WhatsApp is used by close to a billion people on a monthly basis, a feat that the chat app only enjoys by itself.
What makes this app such a popular messaging platform is the ease with which it lets users communicate with each other. Also, the app is free to use and comes with no ads or gimmicks, just the way most users love it. The Facebook-owned application offers it’s messaging and calling services in encrypted form such that no third party can access whatever conversation you are having with your friends.
The even better thing about this app is the fact that it can be installed on almost all mobile operating systems and at the beginning of last year, it added support for desktops via a web-based client known as WhatsApp Web.
Even though Facebook is relishing the idea of providing free messaging and calling services to more than 900 million people, this also comes at a price. This huge user base also attracts malicious hackers who want to exploit the many innocent people using this app from all corners of the world. This threat has in fact been on the rise in recent times, with more and more vulnerabilities being discovered on the platform.
Surprisingly, these issues have always been discovered by third party players and not the WhatsApp or Facebook team itself, which raises further questions regarding the competitive nature of the company’s security team. Hackers have in recent times been targeting users of this app with some specially crafted malware that come in the form of emails. The app has also been found withy loopholes that may be used to crash the app easily.
WhatsApp phishing scheme
Just last week, Comodo Labs discovered that there is a new malware that is targeting users of WhatsApp, be it business or consumers.
What this phishing scheme is attempting to do is convince victims to open links sent to their emails disguised as official messages from WhatsApp. Hackers are very creative with their subject lines, making them seem like nothing harmful; for instance, users will see something like “You have received a voice notification qrhk,” with the strange characters at the end believed to be identifiers of the message’s recipient.
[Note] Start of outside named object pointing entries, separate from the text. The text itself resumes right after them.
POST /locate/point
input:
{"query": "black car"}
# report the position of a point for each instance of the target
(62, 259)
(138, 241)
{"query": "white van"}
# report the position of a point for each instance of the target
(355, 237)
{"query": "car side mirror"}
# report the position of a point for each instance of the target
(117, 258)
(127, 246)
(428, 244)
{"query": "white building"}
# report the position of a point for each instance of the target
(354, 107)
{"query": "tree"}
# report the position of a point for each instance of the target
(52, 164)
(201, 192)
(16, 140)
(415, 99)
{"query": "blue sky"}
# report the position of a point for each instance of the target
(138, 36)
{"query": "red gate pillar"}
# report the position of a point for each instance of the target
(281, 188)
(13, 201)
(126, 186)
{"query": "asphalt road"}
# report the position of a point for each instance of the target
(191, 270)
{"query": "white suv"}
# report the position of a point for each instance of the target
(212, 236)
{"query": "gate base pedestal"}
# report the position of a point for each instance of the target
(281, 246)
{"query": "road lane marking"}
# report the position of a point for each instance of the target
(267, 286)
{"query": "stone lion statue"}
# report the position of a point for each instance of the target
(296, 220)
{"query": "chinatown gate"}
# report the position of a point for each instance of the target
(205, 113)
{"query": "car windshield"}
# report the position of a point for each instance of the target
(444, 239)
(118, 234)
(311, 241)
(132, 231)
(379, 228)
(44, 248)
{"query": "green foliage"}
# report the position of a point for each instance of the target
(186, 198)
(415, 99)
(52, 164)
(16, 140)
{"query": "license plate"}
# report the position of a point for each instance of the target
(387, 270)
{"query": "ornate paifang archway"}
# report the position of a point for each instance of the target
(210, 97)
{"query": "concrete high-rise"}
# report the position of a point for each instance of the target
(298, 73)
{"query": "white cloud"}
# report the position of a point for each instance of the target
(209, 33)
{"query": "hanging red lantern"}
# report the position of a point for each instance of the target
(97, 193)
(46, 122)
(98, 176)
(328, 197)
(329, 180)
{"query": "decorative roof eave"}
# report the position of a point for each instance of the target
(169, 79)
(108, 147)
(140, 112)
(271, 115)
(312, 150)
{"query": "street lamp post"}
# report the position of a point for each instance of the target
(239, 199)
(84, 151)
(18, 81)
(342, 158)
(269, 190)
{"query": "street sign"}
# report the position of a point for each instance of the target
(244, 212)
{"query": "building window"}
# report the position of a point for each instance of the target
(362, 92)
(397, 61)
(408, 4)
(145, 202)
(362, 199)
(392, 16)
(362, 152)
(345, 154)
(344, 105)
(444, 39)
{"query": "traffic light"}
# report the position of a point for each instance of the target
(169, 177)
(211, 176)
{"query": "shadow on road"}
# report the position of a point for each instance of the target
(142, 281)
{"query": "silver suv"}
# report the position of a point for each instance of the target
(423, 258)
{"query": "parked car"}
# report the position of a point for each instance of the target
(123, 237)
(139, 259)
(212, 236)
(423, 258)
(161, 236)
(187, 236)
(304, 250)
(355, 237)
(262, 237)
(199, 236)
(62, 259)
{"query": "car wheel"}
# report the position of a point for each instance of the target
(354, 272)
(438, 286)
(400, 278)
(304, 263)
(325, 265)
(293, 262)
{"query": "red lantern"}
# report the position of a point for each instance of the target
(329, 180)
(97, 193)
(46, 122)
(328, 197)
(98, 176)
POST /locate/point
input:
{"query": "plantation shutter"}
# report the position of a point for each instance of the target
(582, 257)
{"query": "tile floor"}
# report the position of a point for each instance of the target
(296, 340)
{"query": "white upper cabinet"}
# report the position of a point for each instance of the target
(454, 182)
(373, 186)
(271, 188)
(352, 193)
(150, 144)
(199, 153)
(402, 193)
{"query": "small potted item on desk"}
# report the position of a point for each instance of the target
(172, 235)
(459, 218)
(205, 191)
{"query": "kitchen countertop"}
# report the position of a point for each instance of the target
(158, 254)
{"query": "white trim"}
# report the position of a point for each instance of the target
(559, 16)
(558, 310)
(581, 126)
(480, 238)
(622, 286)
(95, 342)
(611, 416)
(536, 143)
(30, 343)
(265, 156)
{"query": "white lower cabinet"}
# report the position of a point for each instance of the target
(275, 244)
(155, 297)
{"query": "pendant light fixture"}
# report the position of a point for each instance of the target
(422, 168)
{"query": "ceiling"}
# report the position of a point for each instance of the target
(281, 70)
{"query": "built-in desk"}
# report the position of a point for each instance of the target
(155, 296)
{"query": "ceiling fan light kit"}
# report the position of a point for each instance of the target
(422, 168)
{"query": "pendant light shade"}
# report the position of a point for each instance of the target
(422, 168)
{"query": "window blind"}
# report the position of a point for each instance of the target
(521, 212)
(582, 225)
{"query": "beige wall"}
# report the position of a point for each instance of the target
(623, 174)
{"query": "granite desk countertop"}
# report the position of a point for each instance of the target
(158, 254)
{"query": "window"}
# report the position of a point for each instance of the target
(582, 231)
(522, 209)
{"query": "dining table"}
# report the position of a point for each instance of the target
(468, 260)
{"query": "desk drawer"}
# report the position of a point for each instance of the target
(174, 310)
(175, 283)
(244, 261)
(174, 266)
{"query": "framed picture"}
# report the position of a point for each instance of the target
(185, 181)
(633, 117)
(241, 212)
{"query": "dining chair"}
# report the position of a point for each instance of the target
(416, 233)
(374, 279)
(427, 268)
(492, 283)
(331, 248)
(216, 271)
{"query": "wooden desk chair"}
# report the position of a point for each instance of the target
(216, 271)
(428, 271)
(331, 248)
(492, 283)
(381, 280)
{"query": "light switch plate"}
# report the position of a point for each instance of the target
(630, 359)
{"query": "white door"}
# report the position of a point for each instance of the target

In the message’s body, you come across some images and text that works to convince you that the sent email is coming from WhatsApp and nowhere else. Don’t even think about opening these messages, instead, simply report such messages as spam.
One thing you need to be aware of is that during sign up, WhatsApp only asks for your phone number and nothing to do with emails. So, the question that comes here is why should the company send you anything through your email yet the only identifier they have been your phone number? Be careful with the messages you open on your device. To add to these suspicions, no WhatsApp contact will take the pain of going to their email address just to compose a message containing images, audio files, videos or even text yet the same can be done in a nick of time via the most popular chat app.
WhatsApp emoji bomb
Another threat that has been haunting users of WhatsApp is the one described as emoji bomb. Discovered by a teenager, this threat will crash your app whenever you enter thousands of emojis into the text area and try to send them to a friend. This problem was initially discovered to be affecting WhatsApp Web, but it seems the same case is also affecting the mobile app.
WhatsApp Web lets users create messages with up to 6,600 characters. However, the emoji bomb will work in a way that once you have entered about 4,400 characters, it starts slowing down the app’s performance. Since the character limit is not yet reached at this moment, you can keep on adding more characters; however, this will result in a crashed app.
This problem is vast on the web client and Android devices, but iOS users will only experience a frozen app for a few seconds.
Hopefully, WhatsApp developers will work swiftly to amend this problems and vulnerabilities in the most used messaging and calling app in the world.